Level 1 369/437 84.44 Level 2 606/894 67.79 Level 3 637/1131 56.32 Level 4 509/1214 41.93 Level 5 260/1324 19.64

Algebra 820/1187 69.08 Counting & Probability 186/474 39.24 Geometry 194/479 40.5 Intermediate Algebra 197/903 21.82 Number Theory 222/540 41.11 Prealgebra 618/871 70.95 Precalculus 144/546 26.37

GanjinZero commented 7 months ago

Strong. Respect.

Wangpeiyi9979 commented 7 months ago

Hello, for testing, we set max_tokens to 1024. In addition, Extracting and assessing math answers can be complex, possibly causing inconsistencies in evaluation. Please use our evaluation script to reproduce the results of our paper.

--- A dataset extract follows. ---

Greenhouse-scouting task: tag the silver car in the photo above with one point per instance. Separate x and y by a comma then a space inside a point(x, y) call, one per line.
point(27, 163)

haoxiongliu commented 6 months ago

It seems that there are some new corner cases in the output of deepseek-math series models.

After modifying my evaluation script, I am able to get a 50.50% for deepseek-math-7b-rl using the Minerva 4-shot prompts. This result is close to what they report.

But the remaining 1.2% gap is still a mystery. Their evaluation script seems to be valid at the first glance.